- Born: August 15, 1978 (age 48) Los Angeles, California
- Occupations: Chef and restaurateur
- Known for: Winning season 14 of Top Chef; Winning season 1 of Tournament of Champions;

= Brooke Williamson =

American chef

Brooke Williamson is an American chef and restaurateur. She won season 14 of the US television reality cooking competition series Top Chef and the first season of Tournament of Champions. She has owned several Los Angeles-area restaurants.

== Early life ==
Williamson was born in Los Angeles to Catherine Elliot and Keith Williamson; her parents were both artists. She had an early interest in cooking and worked as a teacher's assistant at the Epicurean Institute of Los Angeles at age 15. She graduated from Crossroads School for Arts and Sciences in 1996. She attended the University of Colorado Boulder.

== Career ==
Williamson became a sous chef at Michael's, a Santa Monica restaurant, when she was 19. In January 2001 Williamson was hired by Chris and Chantal Schaefer as executive chef of Zax in Brentwood where she met her now ex-husband Nick Roberts, who was her sous chef. That same year she cooked at the James Beard Foundation House.

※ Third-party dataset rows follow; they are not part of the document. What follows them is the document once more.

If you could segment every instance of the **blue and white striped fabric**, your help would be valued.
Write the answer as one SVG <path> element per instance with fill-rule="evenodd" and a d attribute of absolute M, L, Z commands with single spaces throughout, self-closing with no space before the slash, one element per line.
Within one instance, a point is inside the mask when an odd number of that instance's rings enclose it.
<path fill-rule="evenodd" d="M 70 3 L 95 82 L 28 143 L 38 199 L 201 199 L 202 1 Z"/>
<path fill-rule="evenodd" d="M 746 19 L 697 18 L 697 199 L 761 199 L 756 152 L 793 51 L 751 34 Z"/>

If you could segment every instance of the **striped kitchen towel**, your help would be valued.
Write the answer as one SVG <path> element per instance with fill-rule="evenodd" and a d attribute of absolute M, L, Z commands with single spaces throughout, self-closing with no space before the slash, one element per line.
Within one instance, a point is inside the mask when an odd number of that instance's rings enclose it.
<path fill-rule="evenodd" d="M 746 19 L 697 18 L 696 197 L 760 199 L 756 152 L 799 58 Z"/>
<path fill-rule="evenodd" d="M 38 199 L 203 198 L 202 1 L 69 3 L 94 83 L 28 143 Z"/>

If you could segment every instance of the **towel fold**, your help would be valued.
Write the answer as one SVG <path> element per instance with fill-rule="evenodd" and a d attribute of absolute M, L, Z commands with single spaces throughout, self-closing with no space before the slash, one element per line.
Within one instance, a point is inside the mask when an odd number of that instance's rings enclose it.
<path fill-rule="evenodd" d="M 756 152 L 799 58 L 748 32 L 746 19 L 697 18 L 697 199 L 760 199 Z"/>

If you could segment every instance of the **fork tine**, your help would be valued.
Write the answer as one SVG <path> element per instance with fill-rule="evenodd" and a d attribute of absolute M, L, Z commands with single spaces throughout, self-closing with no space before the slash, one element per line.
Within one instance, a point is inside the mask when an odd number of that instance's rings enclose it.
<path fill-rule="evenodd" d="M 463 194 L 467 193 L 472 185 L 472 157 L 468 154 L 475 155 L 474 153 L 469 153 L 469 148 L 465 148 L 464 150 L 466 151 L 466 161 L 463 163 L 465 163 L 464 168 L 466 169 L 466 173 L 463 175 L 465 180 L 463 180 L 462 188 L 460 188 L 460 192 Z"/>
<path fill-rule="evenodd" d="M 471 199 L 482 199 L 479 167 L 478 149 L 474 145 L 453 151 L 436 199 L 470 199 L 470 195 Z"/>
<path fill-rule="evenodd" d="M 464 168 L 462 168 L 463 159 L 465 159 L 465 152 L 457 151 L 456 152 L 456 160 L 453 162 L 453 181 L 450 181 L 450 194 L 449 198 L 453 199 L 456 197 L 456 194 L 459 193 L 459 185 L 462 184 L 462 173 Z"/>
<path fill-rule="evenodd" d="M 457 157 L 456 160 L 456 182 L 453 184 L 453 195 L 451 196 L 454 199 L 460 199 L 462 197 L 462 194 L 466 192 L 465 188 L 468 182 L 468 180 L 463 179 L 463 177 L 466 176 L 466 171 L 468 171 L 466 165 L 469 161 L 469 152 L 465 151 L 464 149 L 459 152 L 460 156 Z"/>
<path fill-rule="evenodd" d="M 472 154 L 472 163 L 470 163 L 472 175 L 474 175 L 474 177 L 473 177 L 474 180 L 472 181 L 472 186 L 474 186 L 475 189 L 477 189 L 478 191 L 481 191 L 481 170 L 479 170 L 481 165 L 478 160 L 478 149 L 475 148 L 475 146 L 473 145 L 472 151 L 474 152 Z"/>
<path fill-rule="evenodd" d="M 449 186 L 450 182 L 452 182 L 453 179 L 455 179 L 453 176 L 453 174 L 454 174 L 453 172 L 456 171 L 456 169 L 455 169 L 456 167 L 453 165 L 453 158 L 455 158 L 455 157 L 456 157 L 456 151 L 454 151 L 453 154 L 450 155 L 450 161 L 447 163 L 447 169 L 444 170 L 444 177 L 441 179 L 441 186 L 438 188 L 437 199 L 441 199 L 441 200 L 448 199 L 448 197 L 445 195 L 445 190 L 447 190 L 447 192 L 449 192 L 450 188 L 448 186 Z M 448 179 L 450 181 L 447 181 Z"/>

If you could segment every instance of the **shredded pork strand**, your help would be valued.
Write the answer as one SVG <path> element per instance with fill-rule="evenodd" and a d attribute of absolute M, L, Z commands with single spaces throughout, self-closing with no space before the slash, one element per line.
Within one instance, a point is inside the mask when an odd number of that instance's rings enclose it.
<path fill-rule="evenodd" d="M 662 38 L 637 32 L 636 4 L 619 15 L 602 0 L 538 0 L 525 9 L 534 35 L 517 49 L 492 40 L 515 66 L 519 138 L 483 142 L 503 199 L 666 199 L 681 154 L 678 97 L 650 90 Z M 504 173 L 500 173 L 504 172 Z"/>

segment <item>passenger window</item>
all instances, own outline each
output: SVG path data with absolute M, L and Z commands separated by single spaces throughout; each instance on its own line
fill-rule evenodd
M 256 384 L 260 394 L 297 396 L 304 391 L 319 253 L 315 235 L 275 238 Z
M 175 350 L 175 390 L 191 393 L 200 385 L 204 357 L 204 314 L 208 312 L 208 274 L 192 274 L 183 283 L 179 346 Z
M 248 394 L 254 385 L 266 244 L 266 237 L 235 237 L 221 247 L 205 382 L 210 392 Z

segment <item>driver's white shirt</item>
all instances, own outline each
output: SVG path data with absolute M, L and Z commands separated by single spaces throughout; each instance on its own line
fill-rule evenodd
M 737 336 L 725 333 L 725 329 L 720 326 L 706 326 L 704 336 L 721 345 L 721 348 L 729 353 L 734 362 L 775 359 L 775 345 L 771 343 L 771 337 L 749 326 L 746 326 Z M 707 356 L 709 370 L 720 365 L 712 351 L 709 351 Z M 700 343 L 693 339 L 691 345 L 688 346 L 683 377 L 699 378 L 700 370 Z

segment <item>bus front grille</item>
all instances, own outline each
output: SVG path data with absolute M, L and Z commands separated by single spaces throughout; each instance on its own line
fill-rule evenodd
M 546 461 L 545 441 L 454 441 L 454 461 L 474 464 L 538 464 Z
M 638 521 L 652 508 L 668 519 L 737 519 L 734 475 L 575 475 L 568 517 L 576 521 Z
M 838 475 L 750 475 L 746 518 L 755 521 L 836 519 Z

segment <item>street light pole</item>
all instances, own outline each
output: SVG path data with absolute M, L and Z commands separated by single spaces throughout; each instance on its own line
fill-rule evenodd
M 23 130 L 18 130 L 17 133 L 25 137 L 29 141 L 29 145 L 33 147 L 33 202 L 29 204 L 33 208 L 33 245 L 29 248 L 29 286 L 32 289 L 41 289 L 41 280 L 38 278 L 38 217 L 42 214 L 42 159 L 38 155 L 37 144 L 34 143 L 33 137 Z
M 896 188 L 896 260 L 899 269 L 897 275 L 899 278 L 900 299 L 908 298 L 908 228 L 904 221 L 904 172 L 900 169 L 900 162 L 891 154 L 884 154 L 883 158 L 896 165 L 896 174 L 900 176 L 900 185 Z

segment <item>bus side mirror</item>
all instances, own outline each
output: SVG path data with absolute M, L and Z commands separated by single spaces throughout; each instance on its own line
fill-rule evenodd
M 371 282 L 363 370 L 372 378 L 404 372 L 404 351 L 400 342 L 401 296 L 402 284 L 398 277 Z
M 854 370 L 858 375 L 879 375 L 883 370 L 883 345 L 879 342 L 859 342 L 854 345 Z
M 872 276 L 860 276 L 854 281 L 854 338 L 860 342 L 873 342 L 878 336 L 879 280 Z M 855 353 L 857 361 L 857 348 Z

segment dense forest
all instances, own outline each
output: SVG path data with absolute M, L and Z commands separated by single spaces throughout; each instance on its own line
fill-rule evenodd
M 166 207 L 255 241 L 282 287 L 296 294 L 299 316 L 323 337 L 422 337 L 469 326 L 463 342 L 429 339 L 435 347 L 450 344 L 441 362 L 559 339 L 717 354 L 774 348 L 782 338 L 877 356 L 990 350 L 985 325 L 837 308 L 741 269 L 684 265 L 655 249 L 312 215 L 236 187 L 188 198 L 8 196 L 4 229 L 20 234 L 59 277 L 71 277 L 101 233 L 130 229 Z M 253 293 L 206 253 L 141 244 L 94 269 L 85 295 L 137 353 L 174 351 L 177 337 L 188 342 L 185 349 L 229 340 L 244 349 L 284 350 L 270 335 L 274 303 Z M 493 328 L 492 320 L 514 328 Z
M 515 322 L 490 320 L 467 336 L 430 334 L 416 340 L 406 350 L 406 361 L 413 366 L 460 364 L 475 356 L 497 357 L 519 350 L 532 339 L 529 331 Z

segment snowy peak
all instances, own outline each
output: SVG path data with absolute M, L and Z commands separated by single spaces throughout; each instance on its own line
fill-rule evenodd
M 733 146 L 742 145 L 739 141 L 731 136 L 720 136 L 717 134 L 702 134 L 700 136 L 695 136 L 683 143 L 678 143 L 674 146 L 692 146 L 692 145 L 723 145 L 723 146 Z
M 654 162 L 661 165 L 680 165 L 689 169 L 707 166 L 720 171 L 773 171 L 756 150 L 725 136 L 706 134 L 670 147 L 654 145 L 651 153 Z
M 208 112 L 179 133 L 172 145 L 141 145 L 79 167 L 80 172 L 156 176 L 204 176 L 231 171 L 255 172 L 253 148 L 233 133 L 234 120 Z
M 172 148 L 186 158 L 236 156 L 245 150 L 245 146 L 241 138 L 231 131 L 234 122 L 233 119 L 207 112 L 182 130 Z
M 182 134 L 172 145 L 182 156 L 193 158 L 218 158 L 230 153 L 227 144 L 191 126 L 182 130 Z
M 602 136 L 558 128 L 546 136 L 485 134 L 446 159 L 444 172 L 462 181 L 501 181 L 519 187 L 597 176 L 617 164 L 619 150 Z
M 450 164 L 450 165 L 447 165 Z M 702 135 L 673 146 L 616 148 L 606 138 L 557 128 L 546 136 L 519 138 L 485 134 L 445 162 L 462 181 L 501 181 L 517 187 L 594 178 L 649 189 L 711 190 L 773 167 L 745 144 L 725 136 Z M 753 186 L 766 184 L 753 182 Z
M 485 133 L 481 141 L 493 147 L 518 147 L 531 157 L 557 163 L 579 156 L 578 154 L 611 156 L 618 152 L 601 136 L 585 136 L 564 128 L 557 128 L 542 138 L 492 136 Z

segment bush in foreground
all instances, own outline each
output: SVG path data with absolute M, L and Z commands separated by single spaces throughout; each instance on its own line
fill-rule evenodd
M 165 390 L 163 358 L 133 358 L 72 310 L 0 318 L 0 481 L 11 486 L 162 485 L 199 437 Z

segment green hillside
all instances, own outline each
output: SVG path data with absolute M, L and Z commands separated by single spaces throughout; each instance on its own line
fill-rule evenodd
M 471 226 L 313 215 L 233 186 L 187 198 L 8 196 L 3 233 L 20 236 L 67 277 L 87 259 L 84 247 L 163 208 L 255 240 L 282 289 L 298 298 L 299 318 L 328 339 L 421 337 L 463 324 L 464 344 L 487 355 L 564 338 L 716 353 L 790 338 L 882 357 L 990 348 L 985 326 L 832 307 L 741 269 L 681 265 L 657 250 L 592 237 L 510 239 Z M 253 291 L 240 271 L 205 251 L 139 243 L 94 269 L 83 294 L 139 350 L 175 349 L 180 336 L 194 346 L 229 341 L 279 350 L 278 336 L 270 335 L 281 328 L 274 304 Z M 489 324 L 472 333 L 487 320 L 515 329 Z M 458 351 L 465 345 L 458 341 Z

In 2003, when Williamson was 24, she and Roberts opened Amuse Café. In 2010 they opened Hudson House in Redondo Beach and the Tripel in Playa del Ray, both of which they left or closed during the COVID pandemic. In 2014 they opened Playa Provisions. They've also opened Da Kikokiko and a kitchen supplies shop, Tripli-Kit. Williamson and Roberts co-own the hospitality group Company for Dinner.

== Television appearances ==
Williams has appeared twice on the cooking competition show Top Chef and won season 14, after being eliminated and returning from Last Chance Kitchen, competing against Shirley Chung in the finale. She came in second to Kristen Kish, who had also returned from Last Chance Kitchen, on season 10. In 2020 Williamson won the first Tournament of Champions cooking reality competition.

Williamson has also appeared on Top Chef Duels, Knife Fight, and Guy's Grocery Games. She served as a judge on BBQ Brawl and was host and mentor on MTV's House of Food. Since 2022, she has starred alongside Bobby Flay, Michael Voltaggio, and Tiffany Derry, then Ayesha Nurdjaja on Bobby's Triple Threat.

== Philanthropy ==
Williamson has participated in food-related philanthropic projects such as No Kid Hungry and World Central Kitchen.

== Personal life ==
Williamson was previously married to business partner, Nick Roberts. They have a son. She lives in Los Angeles' Westchester neighborhood.

As of March 2025, she is in a relationship with chef Bobby Flay.